Entre une droite islamophobe prête à jeter les étrangers à la mer et une gauche féministe tétanisée et silencieuse, Daoud osait affirmer que l’étranger n’était ni le barbare que dénonçaient certains ni l’ange que d’autres imaginaient naïvement. Il dévoilait ainsi chez le réfugié d’Allah ce déchirement entre une liberté qu’il désire, mais qu’il n’assume pas totalement. Et ce rapport équivoque à la femme et à ce corps qu’il faut voiler, car il « est le reflet de la vie qu’on ne veut pas admettre ».
Dans deux textes publiés par Le Monde et le New York Times, Daoud expliquait qu’à Cologne, ceux qui ont réagi de bonne foi l’ont fait parce qu’on avait touché à ce qui représente l’essence de la liberté en Europe aujourd’hui : la liberté des femmes.
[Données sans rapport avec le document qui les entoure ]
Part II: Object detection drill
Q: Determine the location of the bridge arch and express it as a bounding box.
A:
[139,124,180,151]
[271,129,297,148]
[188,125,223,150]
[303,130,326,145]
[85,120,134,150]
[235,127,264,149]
Pour Daoud, c’est la misère sexuelle du monde musulman qui fait « du vivant un zombie, ou un kamikaze qui rêve de confondre la mort et l’orgasme ». Quand il ne rêve pas d’« aller en Europe pour échapper, dans l’errance, au piège social de sa lâcheté ». Et Daoud de conclure le plus lucidement du monde que, face à ces migrants, il ne fallait ni fermer les portes ni fermer les yeux.
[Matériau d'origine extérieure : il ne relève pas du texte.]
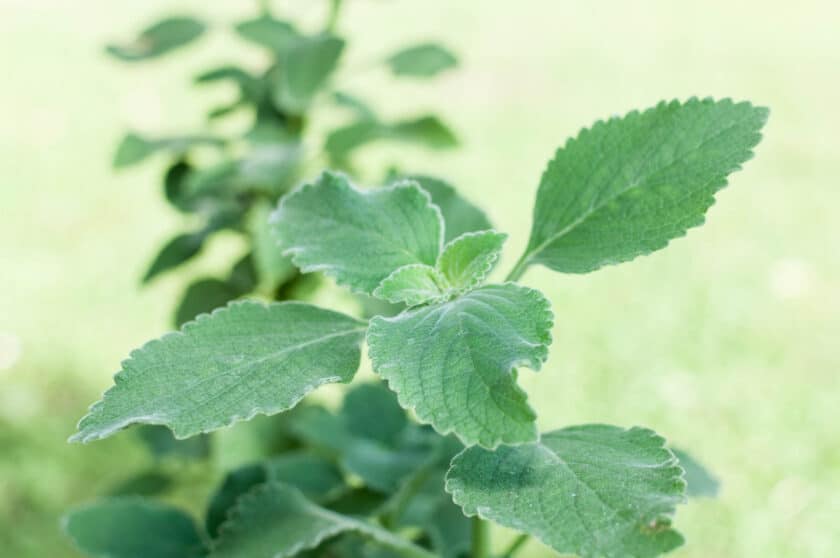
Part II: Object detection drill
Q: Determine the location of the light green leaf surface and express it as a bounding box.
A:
[388,43,458,77]
[210,483,434,558]
[274,35,344,114]
[272,172,443,294]
[373,264,449,306]
[512,99,768,278]
[71,301,365,442]
[446,424,685,558]
[62,497,204,558]
[671,448,720,498]
[105,17,205,62]
[367,283,553,448]
[437,231,507,292]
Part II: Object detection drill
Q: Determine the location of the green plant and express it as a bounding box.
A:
[66,93,767,558]
[107,1,457,326]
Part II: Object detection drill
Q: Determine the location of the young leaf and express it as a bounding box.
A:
[513,99,767,277]
[437,231,507,292]
[446,424,685,558]
[373,264,449,306]
[671,448,720,498]
[274,35,344,114]
[272,172,443,294]
[210,482,434,558]
[71,301,365,442]
[367,283,553,448]
[388,43,458,78]
[398,174,493,242]
[63,497,204,558]
[105,17,205,62]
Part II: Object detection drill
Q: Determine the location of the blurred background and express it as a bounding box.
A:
[0,0,840,558]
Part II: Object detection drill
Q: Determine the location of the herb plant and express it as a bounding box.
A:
[64,5,767,558]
Mais l’époque ne fait pas dans la dentelle. Il n’en fallait pas plus pour qu’une meute se jette aux trousses de l’écrivain et signe des pétitions. Comme l’écrivain Boualem Sansal et le défunt Abdelwahab Meddeb avant lui, Daoud a été accusé d’« alimenter les fantasmes islamophobes », de faire le jeu de Pegida et du « paternalisme colonial ». Lui qui refusait simplement de dissimuler l’immense malaise qui agite aujourd’hui l’islam partout dans le monde. Une crise comme en a d’ailleurs déjà vécu la chrétienté à d’autres époques.
En faisant taire Kamel Daoud, la gauche bien-pensante aura malheureusement fait taire une des voix les plus prometteuses du monde arabo-musulman. Une voix courageuse qui ne s’est pas réfugiée dans les universités européennes, mais qui vit en Algérie, au coeur de la bête. On comprendra donc le courage qu’il lui a fallu pour affirmer ce qui suit : « Je juge de la santé de l’humanité des peuples à leur rapport aux femmes. Là où elles sont libres et acceptées, les gens auront un rapport sain à l’imaginaire, au désir, au corps. Ce que je jalouse dans l’Occident, la seule avance qu’il a comparé à nous, c’est dans le rapport aux femmes. […] Si on ne libère pas les femmes, on ne se libérera jamais. »
Ce qui arrive à Kamel Daoud devrait nous alerter sur la façon dont se mènent certains débats aujourd’hui. « Nous vivons désormais une époque de sommation », écrit-il dans le Quotidien d’Oran. Il ne croyait pas si bien dire !
Car le lynchage médiatique existe aussi chez nous. On me permettra de m’inscrire en faux contre les accusations honteuses et l’acharnement dont est aujourd’hui l’objet ma collègue du Devoir Lise Payette. Face aux appels à la censure et à l’autocritique de type maoïste, il serait lâche de ne pas défendre son droit inaliénable de témoigner du Claude Jutra qu’elle a connu lorsqu’elle était jeune fille sans se faire accuser, à l’encontre de toute réalité, de faire des « amalgames », d’être « homophobe » ou de passer sous silence une réalité qu’elle n’a pas connue et dont elle ne saurait témoigner.
Prendre de la distance, ne pas obtempérer aux « sommations » de la foule, refuser de participer à l’hystérie collective qui s’autorise dorénavant au Québec à vandaliser des oeuvres d’art sans que personne, ni ministres ni maire, ne dise un mot, voilà qui honore les chroniqueurs qui, pour reprendre les mots de Kamel Daoud, cherchent à « creuser et non à déclamer ». Je suis fier d’écrire dans le même journal que Lise Payette.